Non ho molte risposte esattamente come le persone che leggeranno. Ma se la soluzione fosse il silenzio attivo? Certo idea non proprio nuova!

Io abolirei la parola (non scritta né corporea). Sembra quasi che ora mi stia appropriando di altri tipi di ismi. Ma non è così. Si sa che chi fa rumore è arrabbiato, non è consapevole, o forse lo è troppo. E forse è anche colui che gestisce i nostri limiti e punti fermi. Mi sto un po’ arrabbiando anche io.

Abbiamo esportato il modello democratico, abbiamo importato il modello comunista, abbiamo fatto nascere le dittature ma non si è imparato nulla, perché non si sa mai nulla. Intanto bambini, donne, uomini muoiono e quello che fa notizia è il già fatto, il già pagato a nostre spese, il già rubato. Come ad esempio il campo di detenzione per profughi in Albania del governo Meloni.  O dopo giorni di propaganda elettorale americana, il vero sogno americano viene ben palesato dal genocidio a Gaza.

Ora mi approprio di un altro ismo. Il passatismo. Davvero vogliamo descrivere il nostro presente con il passato?
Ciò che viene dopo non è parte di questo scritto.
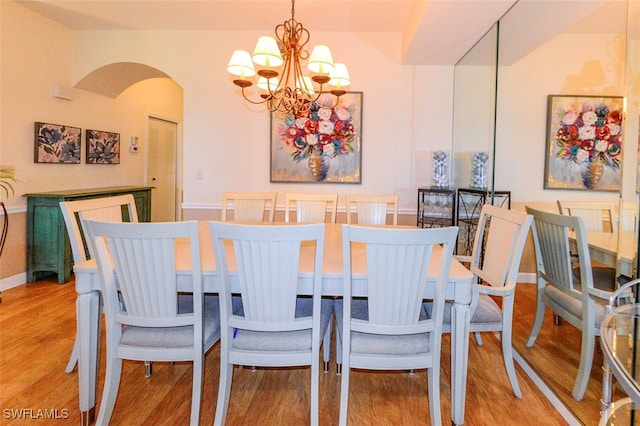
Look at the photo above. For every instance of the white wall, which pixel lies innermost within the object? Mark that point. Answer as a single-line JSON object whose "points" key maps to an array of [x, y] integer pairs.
{"points": [[522, 111], [406, 109]]}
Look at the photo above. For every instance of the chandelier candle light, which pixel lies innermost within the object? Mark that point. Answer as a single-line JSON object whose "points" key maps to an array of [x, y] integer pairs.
{"points": [[283, 87]]}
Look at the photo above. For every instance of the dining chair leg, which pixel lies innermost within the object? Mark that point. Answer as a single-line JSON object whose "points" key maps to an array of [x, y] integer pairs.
{"points": [[326, 349], [73, 358]]}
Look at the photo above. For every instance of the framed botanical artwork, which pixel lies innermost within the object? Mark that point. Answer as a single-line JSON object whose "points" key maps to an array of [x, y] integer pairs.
{"points": [[103, 147], [584, 143], [323, 145], [56, 143]]}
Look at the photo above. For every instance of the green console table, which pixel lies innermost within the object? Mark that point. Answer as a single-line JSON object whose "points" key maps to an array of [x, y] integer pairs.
{"points": [[48, 248]]}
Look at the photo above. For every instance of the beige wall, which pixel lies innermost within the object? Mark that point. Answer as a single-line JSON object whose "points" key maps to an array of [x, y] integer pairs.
{"points": [[36, 54], [406, 110]]}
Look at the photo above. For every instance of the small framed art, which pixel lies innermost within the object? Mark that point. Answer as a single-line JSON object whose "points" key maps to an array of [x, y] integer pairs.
{"points": [[584, 143], [103, 147], [56, 143]]}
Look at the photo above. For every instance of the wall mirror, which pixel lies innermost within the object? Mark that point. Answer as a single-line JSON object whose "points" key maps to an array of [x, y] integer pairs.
{"points": [[474, 109], [507, 116]]}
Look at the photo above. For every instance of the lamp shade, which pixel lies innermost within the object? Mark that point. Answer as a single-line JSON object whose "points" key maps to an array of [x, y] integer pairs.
{"points": [[320, 61], [340, 76], [267, 84], [240, 64], [267, 53]]}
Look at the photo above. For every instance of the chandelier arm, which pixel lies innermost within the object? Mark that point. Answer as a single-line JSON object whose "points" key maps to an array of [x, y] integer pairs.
{"points": [[294, 94], [246, 98]]}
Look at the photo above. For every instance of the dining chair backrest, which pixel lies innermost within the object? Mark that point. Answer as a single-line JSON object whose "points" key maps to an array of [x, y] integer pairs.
{"points": [[568, 294], [273, 327], [595, 214], [249, 206], [311, 208], [628, 216], [398, 260], [499, 242], [372, 209], [143, 257], [391, 330], [501, 235], [106, 209], [554, 258], [137, 262]]}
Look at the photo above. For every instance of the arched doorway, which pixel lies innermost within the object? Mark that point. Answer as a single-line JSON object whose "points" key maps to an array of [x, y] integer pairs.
{"points": [[158, 133]]}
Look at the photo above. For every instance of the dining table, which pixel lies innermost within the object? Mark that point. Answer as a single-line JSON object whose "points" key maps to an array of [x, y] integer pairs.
{"points": [[615, 249], [458, 291]]}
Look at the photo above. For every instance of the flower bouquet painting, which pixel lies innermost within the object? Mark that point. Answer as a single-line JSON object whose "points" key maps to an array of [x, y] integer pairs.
{"points": [[103, 147], [322, 145], [584, 143], [55, 143]]}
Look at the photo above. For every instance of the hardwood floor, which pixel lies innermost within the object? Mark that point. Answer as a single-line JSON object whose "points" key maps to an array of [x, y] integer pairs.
{"points": [[555, 356], [37, 327]]}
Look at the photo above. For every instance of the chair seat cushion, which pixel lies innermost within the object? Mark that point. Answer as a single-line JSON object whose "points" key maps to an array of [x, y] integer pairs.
{"points": [[365, 343], [573, 305], [486, 312], [176, 337], [604, 277], [299, 340]]}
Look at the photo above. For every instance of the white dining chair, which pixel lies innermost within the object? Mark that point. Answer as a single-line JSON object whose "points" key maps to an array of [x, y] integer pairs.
{"points": [[272, 326], [138, 262], [573, 298], [372, 209], [500, 238], [598, 216], [310, 208], [249, 206], [105, 209], [390, 329]]}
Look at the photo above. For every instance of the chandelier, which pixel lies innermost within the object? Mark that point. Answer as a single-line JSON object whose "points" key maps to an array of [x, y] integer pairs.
{"points": [[281, 82]]}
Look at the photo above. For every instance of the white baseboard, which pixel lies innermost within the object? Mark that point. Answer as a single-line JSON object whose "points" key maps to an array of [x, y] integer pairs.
{"points": [[527, 277], [14, 281]]}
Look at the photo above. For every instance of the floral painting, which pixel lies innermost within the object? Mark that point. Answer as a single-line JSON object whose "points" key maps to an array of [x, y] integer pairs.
{"points": [[55, 143], [321, 145], [103, 147], [584, 143]]}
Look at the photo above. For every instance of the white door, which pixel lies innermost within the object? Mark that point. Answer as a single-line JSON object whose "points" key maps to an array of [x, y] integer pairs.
{"points": [[162, 169]]}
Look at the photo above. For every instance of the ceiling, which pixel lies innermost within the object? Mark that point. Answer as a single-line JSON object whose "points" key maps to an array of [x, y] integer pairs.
{"points": [[433, 32]]}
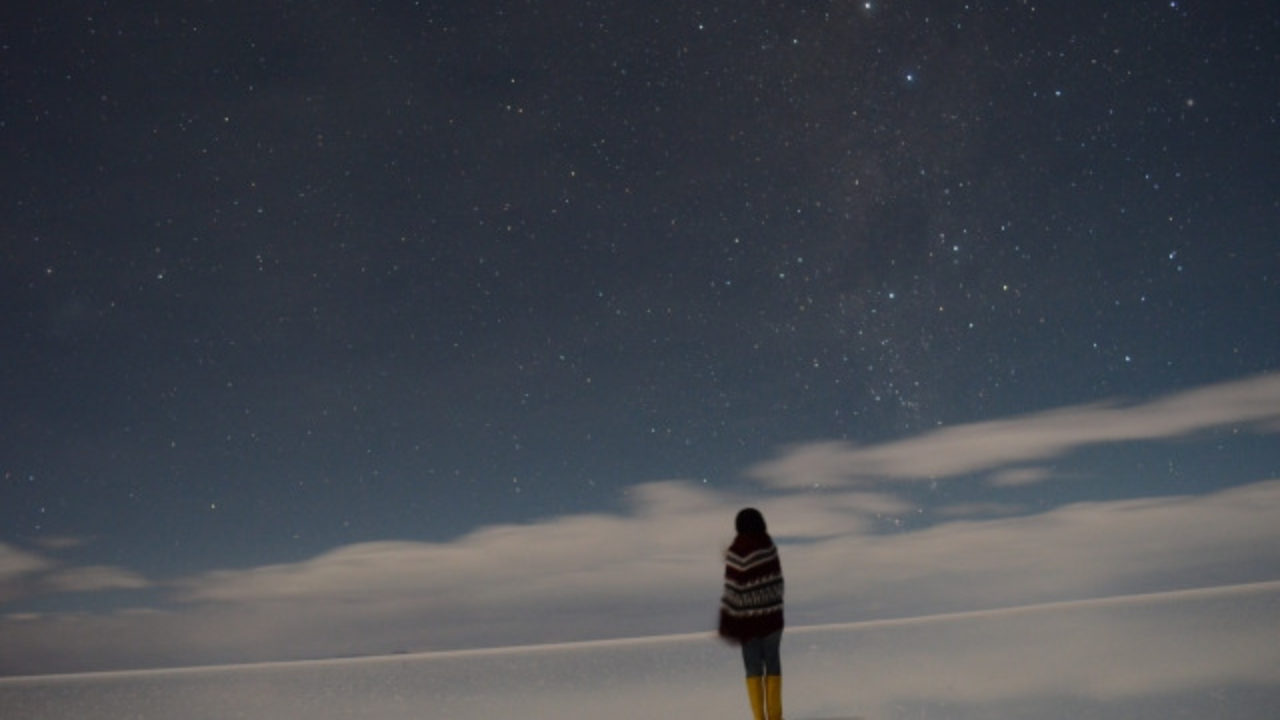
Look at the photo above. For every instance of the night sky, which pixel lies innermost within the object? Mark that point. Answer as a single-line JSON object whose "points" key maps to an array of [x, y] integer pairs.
{"points": [[284, 278]]}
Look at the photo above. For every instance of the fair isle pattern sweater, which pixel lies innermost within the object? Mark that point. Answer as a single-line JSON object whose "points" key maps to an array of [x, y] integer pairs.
{"points": [[752, 605]]}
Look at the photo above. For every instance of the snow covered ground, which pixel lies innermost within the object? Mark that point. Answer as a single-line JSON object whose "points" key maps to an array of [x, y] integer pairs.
{"points": [[1193, 654]]}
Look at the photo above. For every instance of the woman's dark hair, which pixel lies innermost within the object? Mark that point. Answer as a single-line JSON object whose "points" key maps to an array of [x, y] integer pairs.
{"points": [[749, 522]]}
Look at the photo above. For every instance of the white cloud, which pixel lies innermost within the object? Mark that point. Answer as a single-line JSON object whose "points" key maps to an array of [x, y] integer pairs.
{"points": [[1029, 438], [92, 578], [656, 566]]}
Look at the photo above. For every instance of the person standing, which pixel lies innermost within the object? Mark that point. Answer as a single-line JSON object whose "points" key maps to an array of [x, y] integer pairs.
{"points": [[750, 611]]}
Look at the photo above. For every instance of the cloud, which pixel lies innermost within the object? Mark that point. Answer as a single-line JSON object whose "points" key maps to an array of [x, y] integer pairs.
{"points": [[656, 569], [1029, 438], [92, 578], [654, 566]]}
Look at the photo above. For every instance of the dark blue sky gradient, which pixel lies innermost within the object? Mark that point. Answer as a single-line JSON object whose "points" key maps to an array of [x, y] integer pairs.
{"points": [[278, 278]]}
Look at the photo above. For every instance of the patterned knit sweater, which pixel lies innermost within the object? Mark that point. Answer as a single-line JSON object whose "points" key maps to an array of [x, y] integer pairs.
{"points": [[752, 605]]}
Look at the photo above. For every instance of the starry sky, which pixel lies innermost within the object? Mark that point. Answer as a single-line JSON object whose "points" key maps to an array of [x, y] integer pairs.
{"points": [[291, 283]]}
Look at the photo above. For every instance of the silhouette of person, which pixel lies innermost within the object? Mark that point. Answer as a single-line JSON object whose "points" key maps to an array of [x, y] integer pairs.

Non sarebbe meglio decostruire questo passato e finalmente costruire, non sulle macerie della democrazia ma sulla terra fresca, ruvida e solida del futuro?

Immagino che tutti abbiamo progetti ma forse a prescindere dalla nostra estrazione sociale e da chi siamo, possiamo costruire un mondo in cui nessuno soffra e tutti si contaminino.